Here’s an astonishing quote from Crista Wolf, who grew up under the Nazis and spent most of her life under the East German regime. She got to know a thing or two about how power works…
Apparently the approval and support of imagination is something we need in our lives. In other words, we need to be able to play with the possibilities left open. But at the same time something else is going on in us every day, every hour – a creeping, inevitable process of hardening petrification habit. Its particular target is memory.

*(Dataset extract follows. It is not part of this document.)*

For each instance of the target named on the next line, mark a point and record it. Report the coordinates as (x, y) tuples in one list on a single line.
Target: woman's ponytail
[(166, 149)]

Everyone carries around a collection of coloured medallions bearing captions, which are partly funny, partly gruesome. On occasion, we take them out and show them to people because we need them to confirm the reassuringly unambiguous feelings that we have that the past events they commemorate.were beautiful, or ugly, good or evil. These medallions are to memory, what ossified lung tissue is to a tubercular patient or prejudices are to morality: once there was life, there, activity, but now they are encapsulated, shut down. Once you were afraid to touch them, you burned your fingers on them. Now they are cool and smooth. Some have been skillfully polished; some especially valuable pieces have cost years of work. Because there is a lot you have to forget, a lot you have to rethink and reinterpret before you can present yourself to advantage on each and every occasion. That’s what we need medallions for. I expect you know what I mean.
Memory is the name we commonly use when we take out these prettily-made craft items and pass them off to people as the genuine article so that we can learn their market value. compare them to what is currently on offer – and assuming they match it – Hear them pronounced the real thing.
It’s from an essay called “Reading and Writing”, in a collection called “The Author’s Dilemma”.